Introduction to Selenium IDE Plugin with Simple Web Data Scraping Examples

The BIAMI Dev Selenium IDE plugin can be used to scrape data from websites. In this article, we will explore how to use the plugin to scrape three types of data: URLs (from buttons and links), text (any text within the HTML markup), and HTML of elements or the whole page.

  • Access web browser

    First, configure selenium_ide plugin with the webdriver you are using, the web browser's port and IP address. See Selenium IDE documentation for more details. You can set them as parameters to conveniently use throughout your process.

    Stage Business Task Name Technical Task Name Plugin
    Set up your webdriver param_set p=p_browser_webdriver
    Set up your browser IP param_set p=p_browser_ip
    Set up your browser port param_set p=p_browser_port
  • Open Page

    Navigate to the page where you will be collecting data. For this article, we will navigate to https://www.biami.dev/setup page.

    Stage Business Task Name Technical Task Name Plugin
    Open https://www.biami.dev/ page selenium_ide webbrowser=|||p_browser_ip|||:|||p_browser_port||| runcommand=open target=https://www.biami.dev/ value= capturedata= webdriver=|||p_browser_webdriver|||
    Click on "Learn" button selenium_ide webbrowser=|||p_browser_ip|||:|||p_browser_port||| runcommand=click target=xpath=//a[@title='Learn'] value= capturedata= webdriver=|||p_browser_webdriver|||
    Click on "Setup" button selenium_ide webbrowser=|||p_browser_ip|||:|||p_browser_port||| runcommand=click target=xpath=//a[@title='Setup'] value= capturedata= webdriver=|||p_browser_webdriver|||
  • Store text from HTML elements

    Let’s extract and save the text of the page’s main heading - “DIY Automation Setup”. We will use the “store text” command, and it will be saved to your “./temp/process” directory in 2_p_heading.txt file.

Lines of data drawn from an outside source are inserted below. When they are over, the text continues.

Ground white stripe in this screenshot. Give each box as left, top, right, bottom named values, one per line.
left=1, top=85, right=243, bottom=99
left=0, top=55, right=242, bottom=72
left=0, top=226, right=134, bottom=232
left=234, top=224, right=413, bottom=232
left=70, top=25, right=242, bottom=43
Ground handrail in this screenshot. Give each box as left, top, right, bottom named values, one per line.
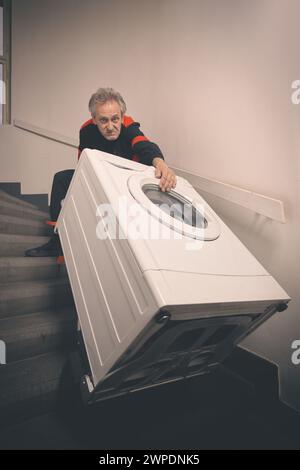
left=14, top=119, right=78, bottom=148
left=173, top=168, right=286, bottom=224
left=14, top=119, right=286, bottom=224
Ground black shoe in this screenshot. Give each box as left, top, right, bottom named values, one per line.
left=25, top=235, right=62, bottom=257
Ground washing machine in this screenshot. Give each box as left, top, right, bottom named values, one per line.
left=56, top=149, right=290, bottom=403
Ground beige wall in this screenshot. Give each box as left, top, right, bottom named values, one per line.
left=0, top=0, right=300, bottom=409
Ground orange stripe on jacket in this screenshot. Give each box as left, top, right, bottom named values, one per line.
left=80, top=119, right=94, bottom=129
left=123, top=116, right=134, bottom=127
left=131, top=135, right=149, bottom=147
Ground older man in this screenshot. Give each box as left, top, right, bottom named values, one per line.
left=25, top=88, right=176, bottom=256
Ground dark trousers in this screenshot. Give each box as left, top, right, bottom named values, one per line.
left=50, top=170, right=75, bottom=222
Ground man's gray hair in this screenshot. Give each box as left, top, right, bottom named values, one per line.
left=89, top=88, right=126, bottom=117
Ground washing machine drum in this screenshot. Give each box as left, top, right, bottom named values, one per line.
left=128, top=174, right=220, bottom=240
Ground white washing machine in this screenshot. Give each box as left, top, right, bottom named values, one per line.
left=57, top=149, right=289, bottom=402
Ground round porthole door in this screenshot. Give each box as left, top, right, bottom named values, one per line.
left=128, top=174, right=220, bottom=240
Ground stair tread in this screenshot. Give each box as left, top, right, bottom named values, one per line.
left=0, top=189, right=38, bottom=210
left=0, top=199, right=49, bottom=219
left=0, top=214, right=50, bottom=230
left=0, top=256, right=57, bottom=269
left=0, top=306, right=76, bottom=343
left=0, top=277, right=70, bottom=299
left=0, top=233, right=50, bottom=244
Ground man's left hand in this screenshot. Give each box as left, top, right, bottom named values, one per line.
left=152, top=157, right=176, bottom=191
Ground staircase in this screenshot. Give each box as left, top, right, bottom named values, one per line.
left=0, top=185, right=76, bottom=426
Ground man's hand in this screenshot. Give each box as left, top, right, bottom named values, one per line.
left=152, top=157, right=176, bottom=191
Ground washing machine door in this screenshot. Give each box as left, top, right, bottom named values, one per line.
left=128, top=174, right=220, bottom=240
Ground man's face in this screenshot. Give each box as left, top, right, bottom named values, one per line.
left=93, top=101, right=123, bottom=140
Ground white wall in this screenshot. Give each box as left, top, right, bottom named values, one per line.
left=0, top=0, right=300, bottom=409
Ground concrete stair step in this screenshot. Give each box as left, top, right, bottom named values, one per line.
left=0, top=307, right=77, bottom=364
left=0, top=198, right=49, bottom=222
left=0, top=233, right=49, bottom=256
left=0, top=214, right=53, bottom=236
left=0, top=188, right=37, bottom=210
left=0, top=187, right=48, bottom=211
left=0, top=277, right=74, bottom=318
left=0, top=349, right=74, bottom=427
left=0, top=257, right=67, bottom=283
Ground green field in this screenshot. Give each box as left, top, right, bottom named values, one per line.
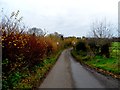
left=86, top=42, right=120, bottom=74
left=72, top=42, right=120, bottom=75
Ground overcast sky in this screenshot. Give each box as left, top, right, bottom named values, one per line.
left=0, top=0, right=119, bottom=36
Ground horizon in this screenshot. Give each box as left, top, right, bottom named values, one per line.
left=0, top=0, right=119, bottom=37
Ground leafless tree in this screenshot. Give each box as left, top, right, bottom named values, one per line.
left=28, top=27, right=46, bottom=36
left=91, top=20, right=113, bottom=38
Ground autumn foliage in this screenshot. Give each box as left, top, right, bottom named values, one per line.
left=0, top=12, right=62, bottom=89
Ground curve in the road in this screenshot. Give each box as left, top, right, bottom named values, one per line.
left=39, top=49, right=119, bottom=88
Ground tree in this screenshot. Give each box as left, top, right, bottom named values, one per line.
left=0, top=10, right=25, bottom=35
left=91, top=20, right=113, bottom=38
left=88, top=19, right=113, bottom=58
left=28, top=27, right=46, bottom=36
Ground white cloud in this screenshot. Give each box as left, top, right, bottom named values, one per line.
left=0, top=0, right=119, bottom=36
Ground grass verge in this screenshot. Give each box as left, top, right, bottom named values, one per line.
left=15, top=50, right=63, bottom=89
left=71, top=50, right=120, bottom=78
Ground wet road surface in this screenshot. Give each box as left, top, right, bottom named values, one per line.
left=39, top=49, right=118, bottom=88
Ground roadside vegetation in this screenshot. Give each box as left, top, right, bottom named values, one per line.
left=0, top=11, right=77, bottom=90
left=72, top=19, right=120, bottom=78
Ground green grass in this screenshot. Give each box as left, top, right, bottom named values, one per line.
left=86, top=56, right=120, bottom=74
left=15, top=50, right=62, bottom=89
left=72, top=42, right=120, bottom=74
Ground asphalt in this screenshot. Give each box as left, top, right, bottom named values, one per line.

    Notice that the file will be saved with request ID prefix. This ID is randomly generated on each execution of your process. The current request ID is available as requestid parameter. We will use this parameter to assign text from the file to our “p_heading” parameter, to use the stored text later.

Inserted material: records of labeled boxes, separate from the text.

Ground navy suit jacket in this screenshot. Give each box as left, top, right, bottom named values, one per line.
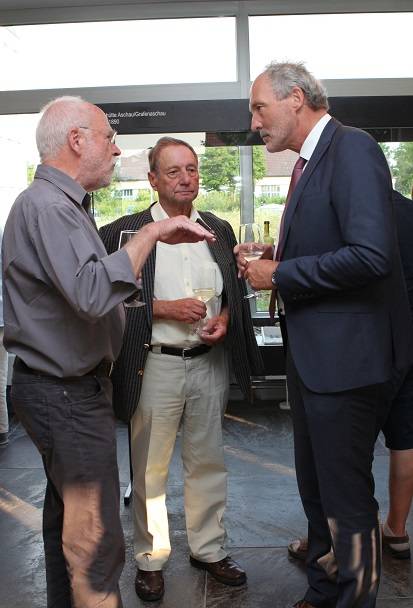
left=276, top=119, right=411, bottom=393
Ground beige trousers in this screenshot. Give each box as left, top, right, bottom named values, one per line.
left=131, top=346, right=229, bottom=570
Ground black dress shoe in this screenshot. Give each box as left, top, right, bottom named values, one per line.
left=288, top=538, right=308, bottom=561
left=189, top=555, right=247, bottom=587
left=135, top=568, right=165, bottom=602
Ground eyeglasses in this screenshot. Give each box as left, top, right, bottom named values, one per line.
left=78, top=126, right=118, bottom=145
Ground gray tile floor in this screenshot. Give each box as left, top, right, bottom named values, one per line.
left=0, top=402, right=413, bottom=608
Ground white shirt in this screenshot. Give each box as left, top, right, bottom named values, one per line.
left=151, top=202, right=223, bottom=348
left=300, top=114, right=331, bottom=166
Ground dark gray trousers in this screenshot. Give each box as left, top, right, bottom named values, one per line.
left=287, top=350, right=390, bottom=608
left=11, top=368, right=124, bottom=608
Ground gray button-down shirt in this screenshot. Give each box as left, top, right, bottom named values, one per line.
left=3, top=165, right=136, bottom=377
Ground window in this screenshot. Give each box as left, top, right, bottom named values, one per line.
left=0, top=17, right=237, bottom=91
left=249, top=13, right=413, bottom=79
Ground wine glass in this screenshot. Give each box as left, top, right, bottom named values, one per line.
left=118, top=230, right=146, bottom=308
left=239, top=223, right=266, bottom=299
left=192, top=264, right=216, bottom=335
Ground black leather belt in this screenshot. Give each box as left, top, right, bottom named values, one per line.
left=14, top=357, right=113, bottom=380
left=149, top=344, right=211, bottom=359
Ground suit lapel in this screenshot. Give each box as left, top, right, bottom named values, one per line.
left=198, top=212, right=230, bottom=272
left=280, top=118, right=340, bottom=251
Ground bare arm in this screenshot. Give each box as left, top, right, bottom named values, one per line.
left=124, top=215, right=215, bottom=276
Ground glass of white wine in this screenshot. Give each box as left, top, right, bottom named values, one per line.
left=239, top=223, right=267, bottom=299
left=192, top=264, right=216, bottom=335
left=118, top=230, right=146, bottom=308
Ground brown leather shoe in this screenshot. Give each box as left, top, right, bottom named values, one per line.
left=381, top=529, right=411, bottom=559
left=288, top=538, right=308, bottom=561
left=135, top=568, right=165, bottom=602
left=189, top=555, right=247, bottom=587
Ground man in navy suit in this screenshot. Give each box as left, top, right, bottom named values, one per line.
left=236, top=63, right=410, bottom=608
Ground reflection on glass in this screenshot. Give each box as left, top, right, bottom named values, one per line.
left=0, top=17, right=237, bottom=91
left=249, top=12, right=413, bottom=80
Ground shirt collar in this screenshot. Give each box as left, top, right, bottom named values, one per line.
left=151, top=202, right=201, bottom=222
left=34, top=165, right=90, bottom=206
left=300, top=114, right=331, bottom=161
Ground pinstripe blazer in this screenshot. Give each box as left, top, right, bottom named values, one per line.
left=99, top=204, right=263, bottom=422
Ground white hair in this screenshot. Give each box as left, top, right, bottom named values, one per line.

    Stage Business Task Name Technical Task Name Plugin
    Store the text of "DIY Automation Setup" heading on the page selenium_ide webbrowser=|||p_browser_ip|||:|||p_browser_port||| runcommand=store text target=xpath=//div[@class='wpb_wrapper']/h1 value=p_heading capturedata=value webdriver=|||p_browser_webdriver|||
    Assign exported text to a parameter to use it later param_set p=p_heading value=|||requestid|||_p_heading.txt
  • Store URL of elements like links and buttons

    You can extract and save attribute values of HTML elements using the “store attribute” command. We can use this command to save the “href” value of an element to extract the URL of the element.

    Let’s extract and save the URL of the “Download BIAMI Dev” link of the Setup page.

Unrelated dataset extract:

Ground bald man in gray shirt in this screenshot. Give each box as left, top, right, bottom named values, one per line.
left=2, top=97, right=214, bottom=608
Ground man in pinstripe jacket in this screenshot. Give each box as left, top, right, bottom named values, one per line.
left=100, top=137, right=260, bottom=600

    Stage Business Task Name Technical Task Name Plugin
    Store the URL of "Download BIAMI Dev" link on the page selenium_ide webbrowser=|||p_browser_ip|||:|||p_browser_port||| runcommand=store attribute target=xpath=//a[contains(.,'Download BIAMI Dev')]@href value=p_url capturedata=value webdriver=|||p_browser_webdriver|||
    Assign exported URL to a parameter to use it later param_set p=p_url value=|||requestid|||_p_url.txt
  • Extracting HTML from the page

    The command “store innerhtml” allows you to extract the whole HTML of an element or the entire page. To save HTML, you have to specify the XPATH to that element in the “target” parameter - the plugin will extract HTML inside that element.

    You can also specify the HTML [body] to extract the entire page’s HTML.

    Stage Business Task Name Technical Task Name Plugin
    Store the whole article inner HTML to parse it later selenium_ide webbrowser=|||p_browser_ip|||:|||p_browser_port||| runcommand=store innerhtml target=xpath=//article[@role='main'] value=p_html capturedata=value webdriver=|||p_browser_webdriver|||
  • Conclusion

    Selenium IDE plugin provides quick and convenient way to extract data from web pages. You can use and manipulate this data throughout your process, and save it to the database.

    The working example of the process built in this article is available on GitHub.